Born Virginia Wynette Pugh in Mississippi, Wynette was a young mother with a knock-out dish-washin' voice and a penchant for hair-dressin'. Facing consistent discouragement from pursuing her musical ambitions during her first marriage, Wynette up and left one day, driving from Birmingham to Nashville with three daughters, a cosmetology license, and a dream of getting signed in tow. Miss Pugh was then christened Tammy Wynette in Nashville, Tennessee by Billy Sherril, her producer at Epic who had suggested something more memorable for his newly signed and aspiring star.
Hits like 'Apartment #9,' and 'Your Good Girls Gonna Go Bad' followed. In 1968 and 1969, Tammy released her seminal singles 'D-I-V-O-R-C-E' and 'Take Me To Your World,' along with three other billboard top hits. Her contributions to the country music canon are impressive, and her records solidified the importance of women in country music during the late sixties and early seventies.
'Stand by Your Man' was dismissed by many upon it's release, and in fact, defamed and mocked as the women's liberation movement began to slowly change the social landscape of the United States. Call me conservative but I find Miss Wynette's songs to be full of female empowerment and strength. No stranger to divorce herself, with five various marriages during her lifetime, Wynette stood by her man only so long as to find out that she couldn't anymore. Her marriage to George Jones, perhaps her most fulfilling both romantically and creatively would even come to an end. Despite the separation, the duo continued to record and sing together well into the 1980's.
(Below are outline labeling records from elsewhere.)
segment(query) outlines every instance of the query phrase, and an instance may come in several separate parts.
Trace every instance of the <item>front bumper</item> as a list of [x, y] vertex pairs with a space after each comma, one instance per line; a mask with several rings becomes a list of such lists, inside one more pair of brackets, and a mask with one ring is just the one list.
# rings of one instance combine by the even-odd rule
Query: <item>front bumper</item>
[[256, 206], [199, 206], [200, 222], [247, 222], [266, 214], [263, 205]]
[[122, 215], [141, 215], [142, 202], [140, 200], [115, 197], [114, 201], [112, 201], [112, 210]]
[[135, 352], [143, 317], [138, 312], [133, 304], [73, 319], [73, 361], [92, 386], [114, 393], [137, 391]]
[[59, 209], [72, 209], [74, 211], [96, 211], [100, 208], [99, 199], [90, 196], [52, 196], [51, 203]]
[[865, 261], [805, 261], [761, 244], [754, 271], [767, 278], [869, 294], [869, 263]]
Popular upon initial release, the duets they recorded together are a bit much for me now, as each track feels cramped -- their two strong personalities vying attention, a swirling, heady mix of tempestuous passion, pride, and frustration that can come off as just plain southern tackiness at times. I much prefer Tammy's pre-stardom hits, which seem sweeter, and full of good-natured youthful yearning. Her early gem 'Good' is one of my favorites.